Zwingend vorgeschrieben ist eine Rechtsfolgenbelehrung im Zusammenhang mit dem Eintritt von Sperrzeiten daneben noch vor dem Erlöschen des Anspruchs auf Alg, weil der Arbeitslose Anlass für den Eintritt von Sperrzeiten mit einer Gesamtdauer von mindestens 21 Wochen gegeben hat, über alle eingetretenen Sperrzeiten schriftliche Bescheide erhalten hat und auf die Rechtsfolge des Erlöschens hingewiesen worden ist (§ 161 Abs. 1 Nr. 2). Anders als bei den Rechtsfolgenbelehrungen nach Abs. 1 Satz 2 Nr. 2 bis 4 und 6 wird über die Rechtsfolge des Erlöschens in den jeweiligen Sperrzeitbescheiden belehrt. Das ist erforderlich, weil es nicht darauf ankommt, um welche Art von Sperrzeit es sich handelt, die zum Erlöschen führen kann, sondern jede Sperrzeit zu den vorhergegangenen hinzuaddiert wird. Je nach Aufsummierung von Sperrzeitdauern kann sich diese Belehrung also mehrfach wiederholen. Gleichwohl muss auch schon der erste Bescheid über den Eintritt einer Sperrzeit von ggf. nur kurzer Dauer (etwa aufgrund des Abs. 1 Satz 2 Nr. 6 oder 7) eine Belehrung über das mögliche Erlöschen enthalten. Die Agenturen für Arbeit werden jeden Sperrzeitbescheid mit einer Belehrung über das Erlöschen des Anspruchs auf Alg bei Anlass von Sperrzeiten mit einer Dauer von insgesamt 21 Wochen versehen, weil nicht ausgeschlossen werden kann, dass auch der das Erlöschen des Anspruchs auf Alg feststellende Sperrzeitbescheid später im Widerspruchs- oder sozialgerichtlichen Verfahren zurückgenommen wird. Dieses Handeln ist jedenfalls dann unverzichtbar i. S. einer gleichmäßigen Rechtsanwendung, wenn davon ausgegangen wird, dass nur solche Sperrzeiten mit in die Frist von 21 Wochen eingerechnet werden dürfen, die mit einer entsprechenden, wirksamen Belehrung zu § 161 Abs. 1 Nr. 2 versehen sind. Im Vergleich zur Rechtsfolgenbelehrung nach § 31 SGB II sind an die Rechtsfolgenbelehrungen nach § 159 Abs. 1 Satz 2 keine geringeren Anforderungen zu stellen (vgl.
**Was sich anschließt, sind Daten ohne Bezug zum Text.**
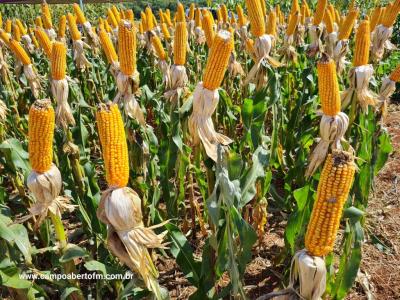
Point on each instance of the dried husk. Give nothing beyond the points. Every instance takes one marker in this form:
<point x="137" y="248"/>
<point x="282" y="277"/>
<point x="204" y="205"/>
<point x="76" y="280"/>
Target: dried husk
<point x="332" y="130"/>
<point x="201" y="127"/>
<point x="60" y="89"/>
<point x="80" y="59"/>
<point x="177" y="84"/>
<point x="128" y="239"/>
<point x="359" y="87"/>
<point x="128" y="90"/>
LSG Niedersachsen-Bremen, Beschluss v. 8.5.2018, L 11 AL 67/16 NZB). Zu einer ordnungsgemäßen Rechtsfolgenbelehrung soll demnach auch der Beginn der Sperrzeit wegen Meldeversäumnis gehören, das BSG habe bereits entscheiden, wie eine solche Belehrung lauten könne (unter Hinweis auf BSG, Urteil v. 25.8.2011, B 11 AL 30/10 R).

 

Rz. 59

Belehrungen über die Rechtsfolgen können auch in vielen Fällen vor einem versicherungswidrigen Verhalten nach Abs. 1 Satz 2 Nr. 1 (Arbeitsaufgabe, hier gelten die Grundsätze des Arbeitsförderungsrechts auch für das SGB II, vgl. LSG Berlin-Brandenburg, Beschluss v. 26.6.2013, L 18 AS 1572/13 B PKH), Nr. 5 (Abbruch einer beruflichen Eingliederungsmaßnahme) und Nr. 7 (verspätete Arbeitsuchendmeldung) erteilt werden. Dies ist etwa für Fälle der Arbeitsaufgabe und der verspäteten Arbeitsuchendmeldung stets möglich, wenn der Arbeitslose zuvor bereits einmal Alg bezogen hat oder auch nur arbeitslos gemeldet war. Jedenfalls ist gut vorstellbar, dass eine Belehrung über die Rechtsfolgen für diese Sperrzeittatbestände etwa durch den Bescheid über die Aufhebung der Bewilligung von Alg (wegen Arbeitsaufnahme) vorgenommen werden könnte. Es kann jedoch nicht sichergestellt werden, dass die Rechtsfolgenbelehrung stets und zudem immer zeitnah und dann auch noch der relevanten Rechtslage entsprechend erteilt wird. Damit wäre es auch von dem Zufall abhängig, ob der Arbeitslose vor seinem versicherungswidrigen Verhalten bereits einmal bei der Agentur für Arbeit arbeitslos gemeldet gewesen ist oder nicht bzw. Alg bezogen hat oder nicht. Das kann zudem schon viele Jahre zurückliegen. Die damit einhergehende Ungleichbehandlung von Arbeitslosen wäre nicht haltbar. Hinzu kommt der Umstand, dass bei der Beurteilung von Sorgfaltspflichtverletzungen, etwa dem Schuldvorwurf gegenüber dem Arbeitslosen, solche Belehrungen nicht berücksichtigt werden dürften, die bereits mehrere Jahre oder jedenfalls längere Zeit zurückliegen. Im Ergebnis ist es deshalb nicht zu beanstanden, dass Sperrzeiten nach Abs. 1 Satz 2 Nr. 1 und 7 ohne vorherige Rechtsfolgenbelehrung eintreten können.

 

Rz. 6...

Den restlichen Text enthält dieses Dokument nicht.